Suppose that our universe is intrinsically special in a way that it would not have been if the physical constants had taken other possible values. (As I argued in this previous post, it’s important that it be intrinsically special, not just special in the eyes of the creatures who inhabit it.) Then this would seem to raise the credence we should give to the hypothesis that the constants were not randomly set but shaped by a purposive agency of some kind, which sought to produce a universe with this special feature. For the sake of argument, let’s grant that it does.
So is our universe intrinsically special? What might be the special-making feature be? An obvious candidate is life. Life looks pretty special, perhaps even intrinsically valuable. Now, I’m not convinced that life is intrinsically valuable in the relevant sense. (We often treat it as intrinsically valuable, of course, and it’s right that we do, but that’s another matter.) But let’s concede it. And life certainly could not have existed if the physical constants had not been within a vary small range. So we have an argument that a life-seeking agency shaped our universe to enable to it to support life. Cool!
But wait a minute! Our universe’s physical laws and constants may allow life to emerge, but they also condemn life to complete annihilation. The second law of thermodynamics secures that. The relentless growth of entropy, which actually drives the local development of complexity, will eventually dismantle all complexity, leaving the universe a cold, dead realm of undifferentiated low-energy soup. This doesn’t look like something a life-seeking agency would build in. If we were designing a giant spaceship to carry humanity to a new star system, we wouldn’t build in a self-destruct mechanism set to trigger automatically halfway through the voyage.
In fact, a more plausible hypothesis is that the special making feature is the destruction of life, and that the agency that shaped the constants was seeking this goal — an inference not dissimilar to that drawn by Gloucester in King Lear:
As flies to wanton boys are we to th’ gods,
They kill us for their sport.
A defender of the life-agency hypothesis might reply that the agency could only do so much. It could tweak the physical constants but couldn’t change the second law. But what reason do we have to think that? We know nothing of this agency and the constraints under which it operated. (Unless of course, we think that revealed religion provides such information.) The agency has been introduced simply in order to explain why the universe supports life on the assumption that life is what makes this universe intrinsically special. If the universe is not really so special in the life department, then we can’t save the life-agency hypothesis by saying that the life agency did its best. It’s begging the question. We need to identity the special-making feature independently of the process posited to explain it.
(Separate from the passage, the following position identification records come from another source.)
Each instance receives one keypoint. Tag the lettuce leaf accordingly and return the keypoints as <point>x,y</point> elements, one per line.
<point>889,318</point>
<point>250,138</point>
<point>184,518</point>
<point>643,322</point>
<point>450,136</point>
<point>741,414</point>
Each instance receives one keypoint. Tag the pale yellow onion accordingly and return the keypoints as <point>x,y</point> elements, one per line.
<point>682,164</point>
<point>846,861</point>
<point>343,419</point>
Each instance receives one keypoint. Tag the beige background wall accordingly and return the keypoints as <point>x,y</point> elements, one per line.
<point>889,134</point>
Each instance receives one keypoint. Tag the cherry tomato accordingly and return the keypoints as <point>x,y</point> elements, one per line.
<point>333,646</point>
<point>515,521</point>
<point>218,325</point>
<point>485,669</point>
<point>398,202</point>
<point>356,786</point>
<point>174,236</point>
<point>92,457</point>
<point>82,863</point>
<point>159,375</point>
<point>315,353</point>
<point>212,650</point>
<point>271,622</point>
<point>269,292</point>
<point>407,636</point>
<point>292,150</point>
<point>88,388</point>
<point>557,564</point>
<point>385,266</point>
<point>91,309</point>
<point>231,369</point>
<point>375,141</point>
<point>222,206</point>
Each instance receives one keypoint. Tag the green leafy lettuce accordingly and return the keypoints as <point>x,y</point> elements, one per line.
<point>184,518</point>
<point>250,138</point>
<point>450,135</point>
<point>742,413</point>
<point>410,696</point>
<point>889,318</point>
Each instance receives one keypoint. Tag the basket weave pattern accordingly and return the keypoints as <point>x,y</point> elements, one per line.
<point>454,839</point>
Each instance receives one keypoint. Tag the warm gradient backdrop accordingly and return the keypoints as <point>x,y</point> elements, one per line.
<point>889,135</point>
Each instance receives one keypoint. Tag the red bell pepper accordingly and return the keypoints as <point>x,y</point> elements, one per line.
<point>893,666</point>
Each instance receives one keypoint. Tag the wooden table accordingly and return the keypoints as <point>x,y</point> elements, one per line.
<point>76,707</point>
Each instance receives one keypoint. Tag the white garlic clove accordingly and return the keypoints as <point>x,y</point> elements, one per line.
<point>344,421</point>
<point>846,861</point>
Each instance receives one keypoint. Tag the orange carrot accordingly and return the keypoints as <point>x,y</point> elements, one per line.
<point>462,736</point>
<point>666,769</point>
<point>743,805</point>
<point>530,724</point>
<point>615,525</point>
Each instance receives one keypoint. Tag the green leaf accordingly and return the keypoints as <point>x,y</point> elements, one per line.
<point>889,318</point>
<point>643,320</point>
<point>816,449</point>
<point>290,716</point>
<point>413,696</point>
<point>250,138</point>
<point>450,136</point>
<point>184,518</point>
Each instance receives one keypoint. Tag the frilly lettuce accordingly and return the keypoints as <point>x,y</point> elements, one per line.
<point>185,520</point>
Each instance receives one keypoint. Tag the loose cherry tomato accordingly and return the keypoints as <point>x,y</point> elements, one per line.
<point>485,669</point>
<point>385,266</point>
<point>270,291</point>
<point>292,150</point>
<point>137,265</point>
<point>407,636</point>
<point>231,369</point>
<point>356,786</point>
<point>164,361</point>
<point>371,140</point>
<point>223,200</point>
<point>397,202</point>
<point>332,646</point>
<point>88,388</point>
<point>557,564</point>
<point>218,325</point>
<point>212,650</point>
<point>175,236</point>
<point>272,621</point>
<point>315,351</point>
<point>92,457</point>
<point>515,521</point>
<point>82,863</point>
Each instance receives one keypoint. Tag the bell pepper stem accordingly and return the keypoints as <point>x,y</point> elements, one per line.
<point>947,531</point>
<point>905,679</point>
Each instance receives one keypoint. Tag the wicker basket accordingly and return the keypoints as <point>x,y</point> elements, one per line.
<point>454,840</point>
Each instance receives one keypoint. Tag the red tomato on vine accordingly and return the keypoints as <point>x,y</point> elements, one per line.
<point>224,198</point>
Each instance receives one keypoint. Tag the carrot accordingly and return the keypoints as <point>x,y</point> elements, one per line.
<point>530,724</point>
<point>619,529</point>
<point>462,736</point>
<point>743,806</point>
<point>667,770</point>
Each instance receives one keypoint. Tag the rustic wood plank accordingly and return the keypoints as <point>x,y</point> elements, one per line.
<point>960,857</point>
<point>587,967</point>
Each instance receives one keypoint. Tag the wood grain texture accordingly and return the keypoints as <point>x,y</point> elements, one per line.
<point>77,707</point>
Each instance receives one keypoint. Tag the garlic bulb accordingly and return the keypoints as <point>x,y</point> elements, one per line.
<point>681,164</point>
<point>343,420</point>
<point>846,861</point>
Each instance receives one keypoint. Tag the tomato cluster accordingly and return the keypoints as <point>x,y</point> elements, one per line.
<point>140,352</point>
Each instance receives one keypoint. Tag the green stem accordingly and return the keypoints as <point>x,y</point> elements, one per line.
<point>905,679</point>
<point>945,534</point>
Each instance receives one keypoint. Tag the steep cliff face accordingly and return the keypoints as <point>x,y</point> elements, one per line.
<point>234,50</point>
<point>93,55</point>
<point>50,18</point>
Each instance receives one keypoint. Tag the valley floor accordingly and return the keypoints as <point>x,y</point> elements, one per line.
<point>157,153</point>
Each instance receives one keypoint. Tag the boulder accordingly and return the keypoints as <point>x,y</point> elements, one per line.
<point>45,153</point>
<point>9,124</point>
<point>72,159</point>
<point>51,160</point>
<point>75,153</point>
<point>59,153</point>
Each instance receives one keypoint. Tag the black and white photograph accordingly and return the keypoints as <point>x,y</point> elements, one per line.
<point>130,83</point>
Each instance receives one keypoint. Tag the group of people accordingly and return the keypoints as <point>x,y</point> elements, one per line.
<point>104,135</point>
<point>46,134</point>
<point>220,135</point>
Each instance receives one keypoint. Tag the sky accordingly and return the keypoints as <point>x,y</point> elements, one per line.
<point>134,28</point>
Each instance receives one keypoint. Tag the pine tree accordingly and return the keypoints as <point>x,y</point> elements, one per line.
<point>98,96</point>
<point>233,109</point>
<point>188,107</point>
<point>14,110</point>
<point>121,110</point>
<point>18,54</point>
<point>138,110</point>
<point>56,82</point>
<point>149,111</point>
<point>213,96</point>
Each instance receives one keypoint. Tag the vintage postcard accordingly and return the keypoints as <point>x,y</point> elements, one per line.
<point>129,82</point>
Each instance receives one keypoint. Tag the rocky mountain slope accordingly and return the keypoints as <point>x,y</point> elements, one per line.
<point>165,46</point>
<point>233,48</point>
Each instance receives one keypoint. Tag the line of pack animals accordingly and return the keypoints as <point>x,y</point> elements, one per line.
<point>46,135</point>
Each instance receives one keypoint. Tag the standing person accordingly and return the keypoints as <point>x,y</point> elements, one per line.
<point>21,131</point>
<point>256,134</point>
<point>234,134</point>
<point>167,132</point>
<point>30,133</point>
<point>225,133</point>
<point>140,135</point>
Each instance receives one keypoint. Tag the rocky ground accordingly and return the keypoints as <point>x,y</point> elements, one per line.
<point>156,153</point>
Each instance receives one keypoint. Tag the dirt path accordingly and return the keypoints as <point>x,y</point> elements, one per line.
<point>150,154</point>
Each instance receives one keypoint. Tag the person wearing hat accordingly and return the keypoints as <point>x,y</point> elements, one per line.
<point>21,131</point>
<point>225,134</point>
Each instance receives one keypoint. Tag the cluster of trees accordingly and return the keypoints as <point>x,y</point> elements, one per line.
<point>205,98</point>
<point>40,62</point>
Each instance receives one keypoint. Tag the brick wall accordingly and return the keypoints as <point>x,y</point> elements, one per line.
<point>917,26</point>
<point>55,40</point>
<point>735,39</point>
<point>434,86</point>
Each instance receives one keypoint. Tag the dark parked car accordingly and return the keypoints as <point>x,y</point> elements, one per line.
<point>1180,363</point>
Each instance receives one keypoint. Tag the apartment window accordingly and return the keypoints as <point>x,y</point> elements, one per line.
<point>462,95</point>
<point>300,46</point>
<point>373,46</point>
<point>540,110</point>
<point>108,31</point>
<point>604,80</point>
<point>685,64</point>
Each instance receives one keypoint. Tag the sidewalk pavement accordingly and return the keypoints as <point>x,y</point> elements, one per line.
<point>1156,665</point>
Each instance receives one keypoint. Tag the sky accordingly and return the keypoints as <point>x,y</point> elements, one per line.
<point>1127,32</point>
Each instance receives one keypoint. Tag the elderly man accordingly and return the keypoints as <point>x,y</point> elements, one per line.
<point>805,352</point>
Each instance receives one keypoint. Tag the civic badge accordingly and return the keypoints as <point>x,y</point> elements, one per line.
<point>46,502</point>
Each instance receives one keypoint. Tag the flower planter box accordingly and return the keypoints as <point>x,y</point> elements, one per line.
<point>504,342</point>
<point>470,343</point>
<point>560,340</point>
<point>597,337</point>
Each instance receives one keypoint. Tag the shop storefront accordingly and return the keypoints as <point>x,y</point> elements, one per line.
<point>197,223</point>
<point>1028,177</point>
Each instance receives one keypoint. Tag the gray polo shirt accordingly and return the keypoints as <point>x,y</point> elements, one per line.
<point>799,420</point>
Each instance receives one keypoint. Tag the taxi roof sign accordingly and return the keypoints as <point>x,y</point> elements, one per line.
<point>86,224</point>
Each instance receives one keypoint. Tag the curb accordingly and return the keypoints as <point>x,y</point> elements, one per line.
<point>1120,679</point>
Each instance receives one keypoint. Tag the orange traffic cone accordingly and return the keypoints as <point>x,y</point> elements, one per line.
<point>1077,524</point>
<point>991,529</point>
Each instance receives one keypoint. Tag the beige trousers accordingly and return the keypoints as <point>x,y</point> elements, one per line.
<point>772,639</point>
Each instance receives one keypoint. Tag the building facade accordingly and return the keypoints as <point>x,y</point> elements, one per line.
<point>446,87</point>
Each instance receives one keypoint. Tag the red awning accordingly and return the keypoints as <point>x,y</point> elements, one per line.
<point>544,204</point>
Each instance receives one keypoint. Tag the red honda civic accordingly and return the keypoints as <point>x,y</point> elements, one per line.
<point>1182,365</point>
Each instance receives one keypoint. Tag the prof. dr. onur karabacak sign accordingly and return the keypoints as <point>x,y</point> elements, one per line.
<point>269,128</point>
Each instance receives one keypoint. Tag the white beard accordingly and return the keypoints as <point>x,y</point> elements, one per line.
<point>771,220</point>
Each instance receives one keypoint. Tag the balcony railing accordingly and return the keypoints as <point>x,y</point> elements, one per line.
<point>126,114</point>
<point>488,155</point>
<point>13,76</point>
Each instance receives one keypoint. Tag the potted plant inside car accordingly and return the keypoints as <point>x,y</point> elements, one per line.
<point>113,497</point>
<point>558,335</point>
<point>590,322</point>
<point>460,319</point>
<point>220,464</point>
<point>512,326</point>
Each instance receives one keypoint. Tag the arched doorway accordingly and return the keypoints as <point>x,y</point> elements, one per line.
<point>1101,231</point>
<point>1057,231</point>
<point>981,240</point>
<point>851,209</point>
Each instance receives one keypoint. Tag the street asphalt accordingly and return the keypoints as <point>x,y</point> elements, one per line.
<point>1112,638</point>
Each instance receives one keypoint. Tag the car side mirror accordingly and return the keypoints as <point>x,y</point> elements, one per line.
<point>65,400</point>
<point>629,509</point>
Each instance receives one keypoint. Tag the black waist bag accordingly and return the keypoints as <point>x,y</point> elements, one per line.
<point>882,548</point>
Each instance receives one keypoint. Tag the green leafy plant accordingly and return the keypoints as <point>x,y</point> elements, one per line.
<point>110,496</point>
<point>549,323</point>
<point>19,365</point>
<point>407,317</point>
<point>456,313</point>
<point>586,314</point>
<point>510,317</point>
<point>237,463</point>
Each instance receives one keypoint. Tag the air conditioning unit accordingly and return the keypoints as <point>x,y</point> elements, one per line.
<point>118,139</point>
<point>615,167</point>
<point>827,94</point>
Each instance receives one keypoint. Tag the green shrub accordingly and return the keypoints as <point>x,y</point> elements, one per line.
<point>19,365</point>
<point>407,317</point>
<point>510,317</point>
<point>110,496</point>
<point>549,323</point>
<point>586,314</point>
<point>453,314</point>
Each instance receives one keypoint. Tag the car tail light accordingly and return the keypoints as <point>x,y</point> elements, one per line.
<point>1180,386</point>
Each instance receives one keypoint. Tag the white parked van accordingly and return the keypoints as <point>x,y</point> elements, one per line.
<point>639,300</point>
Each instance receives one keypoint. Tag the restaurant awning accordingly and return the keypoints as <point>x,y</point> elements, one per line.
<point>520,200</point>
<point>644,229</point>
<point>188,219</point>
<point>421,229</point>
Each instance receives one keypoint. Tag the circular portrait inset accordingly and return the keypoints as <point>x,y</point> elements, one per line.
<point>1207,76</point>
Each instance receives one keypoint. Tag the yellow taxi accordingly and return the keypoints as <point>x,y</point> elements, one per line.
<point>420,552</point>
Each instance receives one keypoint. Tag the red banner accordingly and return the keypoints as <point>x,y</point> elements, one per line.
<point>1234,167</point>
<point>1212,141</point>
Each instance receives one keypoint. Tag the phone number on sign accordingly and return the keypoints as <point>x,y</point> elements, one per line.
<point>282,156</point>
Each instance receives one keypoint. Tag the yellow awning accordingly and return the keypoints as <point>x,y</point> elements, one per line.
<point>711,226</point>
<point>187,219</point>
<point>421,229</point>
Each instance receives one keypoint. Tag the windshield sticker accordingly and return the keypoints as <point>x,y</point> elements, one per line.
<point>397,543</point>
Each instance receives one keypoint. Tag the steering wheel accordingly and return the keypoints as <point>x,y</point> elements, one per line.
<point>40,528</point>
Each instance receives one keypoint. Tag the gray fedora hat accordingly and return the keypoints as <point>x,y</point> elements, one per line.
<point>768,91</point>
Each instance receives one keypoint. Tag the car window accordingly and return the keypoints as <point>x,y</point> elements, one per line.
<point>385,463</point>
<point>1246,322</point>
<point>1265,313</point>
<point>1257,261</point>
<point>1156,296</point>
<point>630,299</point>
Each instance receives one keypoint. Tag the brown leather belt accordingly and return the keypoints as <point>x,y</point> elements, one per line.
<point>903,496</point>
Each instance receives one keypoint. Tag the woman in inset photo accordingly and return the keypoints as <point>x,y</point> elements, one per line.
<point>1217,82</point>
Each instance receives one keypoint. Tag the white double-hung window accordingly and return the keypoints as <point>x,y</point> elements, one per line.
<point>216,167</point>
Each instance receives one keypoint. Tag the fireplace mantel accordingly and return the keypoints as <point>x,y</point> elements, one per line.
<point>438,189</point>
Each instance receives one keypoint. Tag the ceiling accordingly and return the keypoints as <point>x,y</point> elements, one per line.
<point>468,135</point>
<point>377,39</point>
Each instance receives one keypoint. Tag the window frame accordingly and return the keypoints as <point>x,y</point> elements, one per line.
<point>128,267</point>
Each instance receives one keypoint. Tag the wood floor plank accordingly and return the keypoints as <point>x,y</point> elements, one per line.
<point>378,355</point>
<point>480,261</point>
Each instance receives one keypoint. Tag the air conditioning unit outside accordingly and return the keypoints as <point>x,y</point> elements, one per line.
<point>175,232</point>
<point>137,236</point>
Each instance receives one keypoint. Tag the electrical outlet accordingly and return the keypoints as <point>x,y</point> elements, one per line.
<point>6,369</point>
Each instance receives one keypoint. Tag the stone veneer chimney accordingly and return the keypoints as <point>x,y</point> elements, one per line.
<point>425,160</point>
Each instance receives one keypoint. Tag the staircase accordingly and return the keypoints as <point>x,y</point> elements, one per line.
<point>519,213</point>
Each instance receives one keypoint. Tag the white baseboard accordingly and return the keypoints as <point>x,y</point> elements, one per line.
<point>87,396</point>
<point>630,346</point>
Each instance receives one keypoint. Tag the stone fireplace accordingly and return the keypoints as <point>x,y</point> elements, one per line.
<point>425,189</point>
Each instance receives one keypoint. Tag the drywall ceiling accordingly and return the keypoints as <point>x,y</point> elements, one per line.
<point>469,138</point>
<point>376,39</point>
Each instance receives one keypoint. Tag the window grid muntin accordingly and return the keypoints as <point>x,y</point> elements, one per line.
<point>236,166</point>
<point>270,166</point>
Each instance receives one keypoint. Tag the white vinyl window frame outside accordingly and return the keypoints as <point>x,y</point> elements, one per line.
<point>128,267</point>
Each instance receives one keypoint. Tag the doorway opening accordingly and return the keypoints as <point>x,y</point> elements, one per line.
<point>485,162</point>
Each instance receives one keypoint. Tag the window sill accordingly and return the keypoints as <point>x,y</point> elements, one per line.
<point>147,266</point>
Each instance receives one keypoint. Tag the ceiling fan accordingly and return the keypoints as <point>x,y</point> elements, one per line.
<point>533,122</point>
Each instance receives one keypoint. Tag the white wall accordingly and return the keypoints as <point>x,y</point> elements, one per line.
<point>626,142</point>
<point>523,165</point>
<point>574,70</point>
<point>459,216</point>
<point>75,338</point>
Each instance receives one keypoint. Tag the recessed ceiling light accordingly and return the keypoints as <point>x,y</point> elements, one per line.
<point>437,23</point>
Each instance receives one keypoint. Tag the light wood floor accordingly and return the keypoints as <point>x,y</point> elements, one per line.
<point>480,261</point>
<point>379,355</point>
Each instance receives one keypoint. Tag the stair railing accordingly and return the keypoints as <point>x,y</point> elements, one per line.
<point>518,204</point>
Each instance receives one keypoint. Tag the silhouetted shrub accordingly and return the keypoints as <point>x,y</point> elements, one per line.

Once an idea such as life being limited to organic material is established and reified, the very rules governing dialectic argumentation become a part of that construct and all of the arguments themselves are contained within that proposition. Therefore, your entire essay becomes self-defeating because your conclusion is a judgement derived utilizing a priori analysis; your assessment does not include the all important synthetic a priori analysis.
On the other hand, if the original proposition is that life is defined as being both organic as well as inorganic then life itself is never destroyed, it merely changes state. So yeah, under this all inclusive assumption, life is pretty special; but neither human beings nor organic life are exceptional.